Drills had been resumed by the sixth day. Though M'sizh and P'welro were absent, limiting the number of daytime crew, Sounsyy made due. These drills of the Roehmerl's strategems were intense affairs, lasting one or more hours at a time. Though not all placed the two crews at odds with each other, much to Eighty-five's chagrin. For one, Jada and Eighty-five were partners having to aid each other to reach a common objective. Many of these were trust exercises, designed mainly to show that no feat should be undertaken alone, but to trust in the crew to aid one another.
On the seventh day, P'welro emerged from her room and once again took up her duties as bosun. Sounsyy was able to finally seek rest in her cabin. She sat back in her armchair that morning and unwrapped the heavy bandage around her hand that Cwaenlona had applied after the incident in the storm. Fresh bruising painted her fingers and knuckles. She sighed and washed the pain away with a bottle of red wine from her collection.
With M'sizh and P'welro returned to active duty, drills became the daily labor of the vessel. When Sounsyy rested, P'welro pushed Sixteen's crew. When P'welro rested, Sounsyy drove them. They ate, drank, slept, trained, and did chores with the rest of the crew. It was an endurance test - a constant battle with the sea. It was open war. But with every day they improved. Every exercise seemed to bring them closer with the crew. Ryanti seemed to have improved the most, or at least, was trying the hardest as if he had something to prove to the Captain.
In their downtime, the two crews mingled and integrated. Eighty-five could often be found with Susuroon or Jada below deck, chatting amicably about food or throwing taunts at one another. Jada liked the sassy Miqo'te, though it was the woman's serious side that won her over as friends. Jada even went so far as to divulge how she came to be in the Maelstrom to Eighty-five. How she had once been a blacksmith on an isle in the far south of the Rhotano. For money and protection, she sold her wares to the pirates who found her shores. Soon, an entire village had grown up around her forge and the town became known for being a haven for illegal arms dealing with Jada at its head. Though, she never divulged why exactly she left her forge, just that, if they were ever in need, it still existed in the far south.

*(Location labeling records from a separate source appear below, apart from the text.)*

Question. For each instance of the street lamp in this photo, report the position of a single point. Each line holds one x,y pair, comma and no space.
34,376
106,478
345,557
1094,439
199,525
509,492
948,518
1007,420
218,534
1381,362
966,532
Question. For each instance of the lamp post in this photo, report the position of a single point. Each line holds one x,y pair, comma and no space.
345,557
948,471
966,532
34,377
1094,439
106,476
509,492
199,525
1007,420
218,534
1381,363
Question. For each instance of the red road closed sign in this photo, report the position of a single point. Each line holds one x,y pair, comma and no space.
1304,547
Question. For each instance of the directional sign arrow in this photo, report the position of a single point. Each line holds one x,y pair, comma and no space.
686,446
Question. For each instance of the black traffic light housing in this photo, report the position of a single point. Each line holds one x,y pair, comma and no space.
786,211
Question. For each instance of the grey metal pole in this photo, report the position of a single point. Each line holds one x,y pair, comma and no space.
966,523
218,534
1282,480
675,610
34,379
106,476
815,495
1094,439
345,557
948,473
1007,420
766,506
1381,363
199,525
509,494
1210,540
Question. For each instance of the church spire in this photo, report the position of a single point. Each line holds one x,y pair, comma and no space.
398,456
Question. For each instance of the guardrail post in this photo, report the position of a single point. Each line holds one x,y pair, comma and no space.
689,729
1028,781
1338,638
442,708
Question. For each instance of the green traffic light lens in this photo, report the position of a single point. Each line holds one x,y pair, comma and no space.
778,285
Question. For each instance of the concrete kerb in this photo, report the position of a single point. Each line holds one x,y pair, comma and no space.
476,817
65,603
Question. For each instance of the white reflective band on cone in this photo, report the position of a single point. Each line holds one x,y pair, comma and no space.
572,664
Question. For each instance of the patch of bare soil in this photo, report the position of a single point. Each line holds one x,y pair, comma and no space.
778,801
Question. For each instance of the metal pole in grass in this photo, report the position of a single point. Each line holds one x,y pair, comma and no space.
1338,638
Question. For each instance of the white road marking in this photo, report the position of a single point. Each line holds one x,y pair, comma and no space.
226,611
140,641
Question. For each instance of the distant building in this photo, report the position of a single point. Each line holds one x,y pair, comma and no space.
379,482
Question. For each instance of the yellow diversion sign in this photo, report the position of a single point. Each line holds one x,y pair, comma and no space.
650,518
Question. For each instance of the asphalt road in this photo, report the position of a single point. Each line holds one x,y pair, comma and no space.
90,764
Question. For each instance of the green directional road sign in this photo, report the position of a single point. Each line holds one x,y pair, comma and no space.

Pamido Wolmido took Forty-three under his wing as he made his rounds to the crew. He was easily the social center of the vessel, making jokes and laughing at them with all of the crew. So Forty-three got a good deal of exposure vicariously through his Plainsfolk kin. Pamido Wolmido was a gracious friend, often giving Forty-three the spotlight to speak, even though he rambled, stumbled, and muttered things almost at random. The aging pirate didn't seem at all bothered by it. Most of the crew found it amusing - that two Lalafell so small had such a tall list of topics of which to engage in conversation.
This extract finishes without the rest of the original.